Trump enlisé dans le bourbier iranien
La Chambre des représentants américaine a voté contre la poursuite de la guerre entre les États-Unis et l'Iran par 215 voix contre 208, ce qui constitue une défaite politique nationale cuisante pour Trump.
Le 3 juin, la Chambre a approuvé pour la première fois une résolution sur les pouvoirs de guerre visant à mettre fin à l'action militaire américaine contre l'Iran, défiant ainsi le président Donald Trump, alors que 4 républicains se sont joints à 211 démocrates pour voter en faveur de la fin de ce conflit qui dure depuis trois mois.
Le président de la Chambre, Mike Johnson, avait tenté d’empêcher un tel résultat, qui aurait mis en évidence l’opposition croissante à la guerre, en suspendant brusquement les débats il y a deux semaines, alors que la résolution était sur le point d’être adoptée. Mais le mécontentement n’a fait que croître à mesure que le conflit s’éternise et que Trump passe par là pour négocier un plan de paix.
La réticence de Trump à saisir fermement l’Iran à la gorge et à forcer ses dirigeants à se soumettre à une capitulation totale selon ses propres termes et conditions l’a conduit à tenter plutôt de résoudre pacifiquement le conflit par la négociation. Or, il est évident depuis le début du conflit, le 28 février, que la seule solution à laquelle Trump pouvait aboutir était celle exigeant la capitulation complète et inconditionnelle de l’Iran.
« Ça suffit », a déclaré le représentant Gregory Meeks de New York, principal démocrate de la commission des affaires étrangères de la Chambre des représentants, qui a mené les efforts pour faire adopter la résolution sur les pouvoirs de guerre.

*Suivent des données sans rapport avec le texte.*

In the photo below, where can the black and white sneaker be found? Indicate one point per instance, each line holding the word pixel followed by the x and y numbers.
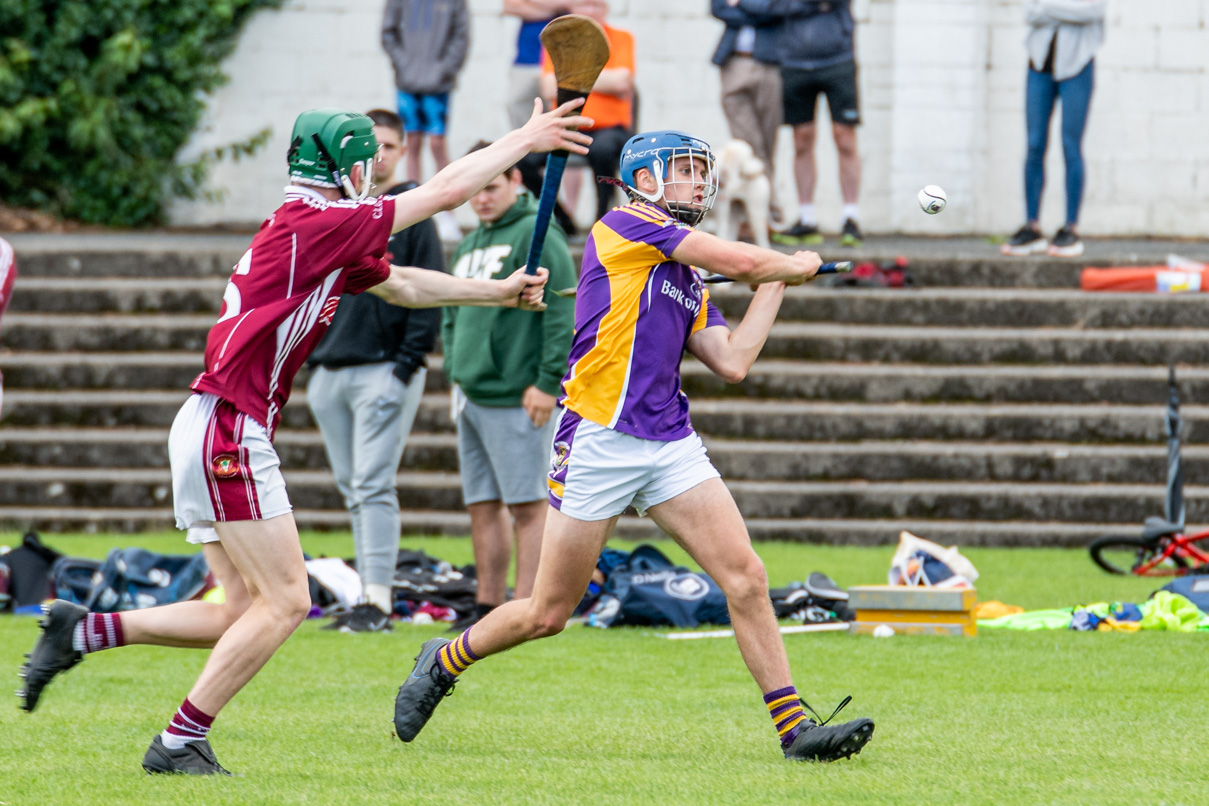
pixel 53 651
pixel 1027 241
pixel 799 235
pixel 195 759
pixel 422 691
pixel 1066 244
pixel 365 618
pixel 822 742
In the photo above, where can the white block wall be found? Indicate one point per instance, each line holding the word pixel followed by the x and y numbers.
pixel 942 92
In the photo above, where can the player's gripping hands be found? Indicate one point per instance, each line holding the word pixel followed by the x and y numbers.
pixel 524 291
pixel 554 131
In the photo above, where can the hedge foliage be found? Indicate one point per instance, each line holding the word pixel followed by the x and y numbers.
pixel 98 96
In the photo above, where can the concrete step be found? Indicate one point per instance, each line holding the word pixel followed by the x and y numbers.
pixel 800 341
pixel 423 522
pixel 977 306
pixel 941 306
pixel 933 262
pixel 829 342
pixel 117 295
pixel 736 459
pixel 718 418
pixel 770 378
pixel 100 487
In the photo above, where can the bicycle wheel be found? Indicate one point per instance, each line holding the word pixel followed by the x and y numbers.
pixel 1120 554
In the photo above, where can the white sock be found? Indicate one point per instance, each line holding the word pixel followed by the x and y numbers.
pixel 807 214
pixel 379 595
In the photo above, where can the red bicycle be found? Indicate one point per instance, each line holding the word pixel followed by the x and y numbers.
pixel 1160 551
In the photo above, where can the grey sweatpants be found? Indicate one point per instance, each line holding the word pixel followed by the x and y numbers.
pixel 365 413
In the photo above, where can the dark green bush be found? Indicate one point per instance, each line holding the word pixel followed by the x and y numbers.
pixel 98 96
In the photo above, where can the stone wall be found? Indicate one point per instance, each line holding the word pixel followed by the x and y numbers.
pixel 942 94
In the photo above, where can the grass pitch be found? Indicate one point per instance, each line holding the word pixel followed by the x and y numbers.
pixel 623 717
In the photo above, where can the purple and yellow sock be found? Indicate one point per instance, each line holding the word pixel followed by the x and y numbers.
pixel 785 707
pixel 456 655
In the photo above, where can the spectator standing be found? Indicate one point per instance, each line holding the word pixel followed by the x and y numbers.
pixel 750 61
pixel 819 57
pixel 366 382
pixel 507 373
pixel 611 104
pixel 427 41
pixel 1062 42
pixel 525 77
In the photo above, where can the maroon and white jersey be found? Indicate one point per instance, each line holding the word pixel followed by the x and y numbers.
pixel 7 273
pixel 284 291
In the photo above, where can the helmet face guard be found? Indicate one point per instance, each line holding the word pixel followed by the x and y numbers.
pixel 661 152
pixel 327 144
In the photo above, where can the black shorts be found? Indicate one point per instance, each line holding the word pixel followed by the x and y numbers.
pixel 800 92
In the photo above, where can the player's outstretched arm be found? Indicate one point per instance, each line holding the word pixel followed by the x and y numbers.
pixel 730 353
pixel 463 178
pixel 745 262
pixel 421 288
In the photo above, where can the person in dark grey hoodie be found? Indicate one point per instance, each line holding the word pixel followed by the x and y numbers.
pixel 427 41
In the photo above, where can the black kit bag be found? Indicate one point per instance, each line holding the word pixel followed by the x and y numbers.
pixel 131 579
pixel 648 590
pixel 74 578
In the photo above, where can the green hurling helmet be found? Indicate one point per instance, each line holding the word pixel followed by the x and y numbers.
pixel 325 145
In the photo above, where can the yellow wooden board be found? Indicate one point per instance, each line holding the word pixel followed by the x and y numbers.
pixel 896 597
pixel 920 616
pixel 867 627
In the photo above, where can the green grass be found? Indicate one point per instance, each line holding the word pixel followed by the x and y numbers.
pixel 622 717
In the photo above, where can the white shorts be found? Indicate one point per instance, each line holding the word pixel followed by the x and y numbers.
pixel 224 468
pixel 596 471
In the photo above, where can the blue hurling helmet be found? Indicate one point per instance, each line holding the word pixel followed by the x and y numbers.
pixel 655 151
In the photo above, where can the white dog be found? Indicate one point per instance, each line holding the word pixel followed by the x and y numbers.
pixel 744 193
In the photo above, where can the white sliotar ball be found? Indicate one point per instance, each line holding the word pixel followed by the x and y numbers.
pixel 932 199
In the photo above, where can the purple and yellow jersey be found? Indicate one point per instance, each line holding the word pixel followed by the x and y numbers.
pixel 635 311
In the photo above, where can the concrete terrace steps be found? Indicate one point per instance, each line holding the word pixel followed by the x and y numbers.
pixel 728 418
pixel 92 487
pixel 770 378
pixel 800 341
pixel 738 459
pixel 924 306
pixel 993 404
pixel 819 531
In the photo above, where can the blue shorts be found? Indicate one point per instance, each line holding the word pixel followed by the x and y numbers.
pixel 423 114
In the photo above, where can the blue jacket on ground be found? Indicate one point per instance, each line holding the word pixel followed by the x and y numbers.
pixel 768 33
pixel 816 33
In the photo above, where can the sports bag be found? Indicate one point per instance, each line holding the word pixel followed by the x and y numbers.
pixel 1195 589
pixel 648 590
pixel 131 579
pixel 73 578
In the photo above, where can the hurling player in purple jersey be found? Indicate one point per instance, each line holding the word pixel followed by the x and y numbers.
pixel 625 436
pixel 327 238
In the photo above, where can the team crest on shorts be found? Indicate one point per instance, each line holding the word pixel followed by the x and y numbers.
pixel 225 467
pixel 561 452
pixel 689 587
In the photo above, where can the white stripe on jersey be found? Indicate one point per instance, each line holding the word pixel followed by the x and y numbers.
pixel 291 331
pixel 294 259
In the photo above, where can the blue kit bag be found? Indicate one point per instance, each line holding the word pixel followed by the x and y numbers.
pixel 131 579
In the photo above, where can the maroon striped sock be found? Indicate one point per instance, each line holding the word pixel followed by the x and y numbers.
pixel 98 631
pixel 187 725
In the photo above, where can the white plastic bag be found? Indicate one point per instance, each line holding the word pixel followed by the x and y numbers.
pixel 919 562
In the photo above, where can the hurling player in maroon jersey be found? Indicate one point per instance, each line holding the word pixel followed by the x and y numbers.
pixel 328 238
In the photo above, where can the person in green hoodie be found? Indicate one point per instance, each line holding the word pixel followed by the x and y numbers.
pixel 507 370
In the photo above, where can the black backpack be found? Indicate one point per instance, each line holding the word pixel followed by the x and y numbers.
pixel 648 590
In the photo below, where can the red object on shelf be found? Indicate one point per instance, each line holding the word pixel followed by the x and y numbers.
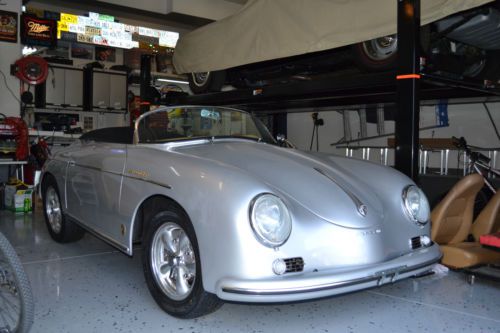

« Il est temps que le président fasse ce qu’il faut », a-t-il déclaré. « Les gens en ont assez de souffrir à cause de la guerre qu’il a choisie — ils souffrent à la pompe à essence, ils souffrent au supermarché. »
Les démocrates semblent considérer que la vie de 90 millions d’Iraniens est plus sacrifiable que celle des Américains contraints de payer plus cher à la pompe ou au supermarché.
Trump ne se pliera pas aux exigences du Congrès.
Même si une résolution sur les pouvoirs de guerre était adoptée à la Chambre et au Sénat, elle ferait l’objet d’un veto quasi certain de la part de Trump, qui ne pourrait être annulé qu’à la majorité des deux tiers dans les deux chambres.
Cependant, l’indécision de Trump dans ses relations avec l’Iran l’a conduit à ce point bas dans la guerre contre l’Iran – où les électeurs du Parti démocrate se sentiront désormais légitimement en droit de descendre dans la rue pour mettre fin à la guerre à laquelle leurs représentants démocrates s’opposent désormais si clairement.
Trump n’a pas tourné autour du pot lorsqu’il a adressé le message suivant au peuple américain le 1er avril :
Dès le tout premier jour où j’ai annoncé ma candidature à la présidence en 2015, j’ai juré que je ne laisserais jamais l’Iran se doter de l’arme nucléaire. Ce régime fanatique scande « Mort à l’Amérique, mort à Israël » depuis 47 ans. Ses mandataires étaient derrière le meurtre de 241 Américains et l’attentat à la bombe contre la caserne des Marines à Beyrouth. Le massacre de centaines de nos militaires par des bombes placées en bord de route. Ils ont été impliqués dans l’attaque contre l’U.S.S. Cole, et ils ont commis d’innombrables autres actes odieux, y compris les atrocités sanglantes — tout simplement horribles — du 7 octobre en Israël. Quelque chose que la plupart des gens n’ont jamais rien vu de tel. Ce régime meurtrier a également récemment tué 45 000 de ses propres citoyens qui manifestaient en Iran — 45 000 morts...
L'Iran possède toujours un stock d'environ 440 kg (environ 970 livres) d'uranium enrichi à 60 %. Ce niveau d'uranium hautement enrichi ne nécessite qu'une brève étape technique pour atteindre le seuil de 90 % requis pour la fabrication d'armes, et représente suffisamment de matière fissile pour construire théoriquement jusqu'à 10 ogives nucléaires. L'Iran détient toujours un nombre inconnu de missiles balistiques intercontinentaux à longue portée.
C'est ce que Trump laisse se produire sous son mandat après ses premiers succès.
Il est temps pour Trump de revoir sa copie.
David Singer est un juriste et analyste politique australien.